Hadits tersebut kerap di buat
dalil oleh sebagian kalangan untuk membid'ahkan ucapan sayyidina saat
nama Nabi Muhammad di sebut dan di katakan bahwa kata sayyidina tersebut
tidak boleh di ucapkan sebagai panggilan kepada makhluk selain Allah. Pernyataan seperti itu adalah pernyataan batil yang bertentangan dengan al-Qur'an dan Sunnah yang mutawatir.
Dalam al-Qur'an surat Ali
Imran: 39 terdapat kata sayyid yang di sebutkan untuk Nabi Yahya. Surat
Yusuf: 25 terdapat kata sayyid yang di sebutkan untuk al-Aziz (mantan
suami Zalikha', istri Nabiyullah Yusuf) dan dalam surat al-Ahzab: 67
terdapat kata sadatina (jama' dari kata sayyid) untuk pimpinan
orangfi-orang kar.
Sedangkan dalam hadits Rasulallah riwayat al-Bukhari (hadits no: 4712), Muslim (hadits no: 194) dan lain-lain di sebutkan:
اَنَا سَيِّدُ وَلَدِ آدَمَ
"Aku adalah sayyidnya anak Adam"
Dalam al-Bukhari (hadits no: 7204) juga di sebutkan:
إِنَّ ابنِْي هَذَا سَيِّدٌ
"Sungguh anakku (cucu ) ini adalah sayyid"
Dan hadits-hadits lain yang
menyebutkan tentang di perbolehkannya menisbatkan kata sayyid kepada
selain Allah, seperti dalam al-Bukhari (hadits no: 6286 dan 3043), Ahmad
(hadits no: 10616), Muslim (hadits no: 2249) dan lain-lain .
Lalu bagaimana menjawab hadits
Nabi yang mengatakan bahwa sayyid adalah Allah?
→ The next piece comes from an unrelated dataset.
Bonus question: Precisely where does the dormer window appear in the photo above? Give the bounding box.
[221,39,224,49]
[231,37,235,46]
Al-Khaththabi memberikan
jawaban bahwasannya derajat siyadah (sayyid) secara haqiqat hanya di
miliki oleh Allah dan semua makhluk adalah hamba-Nya. Akan tetapi Rasulallah
melarang seorang laki-laki menyebut beliau sebagai sayyid yang padahal
Rasulallah sendiri adalah sayyidnya keturunan Adam (Bani Adam) adalah
karena laki-laki tersebut memeluk Islam belum lama dan dia punya
penyangkaan bahwa derajat siyadah sebab pangkat kenabian di anggap sama
seperti siyadah dalam pangkat urusan duniawi, lantaran dia mempunyai
seorang pimpinan yang di agungkan dan di taati perintahnya. Maksud dari
yang di sampaikan al-Khaththabi tersebut adalah supaya laki-laki
tersebut tidak menyamakan menyebut sayyid karena pangkat kenabian dengan
di samakan dengan sayyid dalam urusan pimpinan dunia.
Sedangkan menurut al-Hafizh
al-Ghumari, bahwa kata sayyid menurut bahasa mereka bisa di ucapkan
untuk beberapa arti, bisa untuk makhluk, untuk Allah yang haqiqi, orang
yang tinggi pangkatnya dalam satu kaum, seorang pimpinan yang terhormat,
seorang yang penyabar dan lapang dada yang tidak cepat-cepat marah,
seorang yang dermawan dan mulia atau suami. Dan ketika laki-laki
dalam hadits mengucapkan "engkau adalah sayyid" maka Rasulallah khawatir
jika yang di i'tikadkan adalah sayyid secara haqiqi, yaitu Allah,
lantaran laki-laki tersebut adalah orang yang baru mengenal agama Islam,
kaidah-kaidahnya serta hal-hal yang wajib bagi Allah dan yang boleh.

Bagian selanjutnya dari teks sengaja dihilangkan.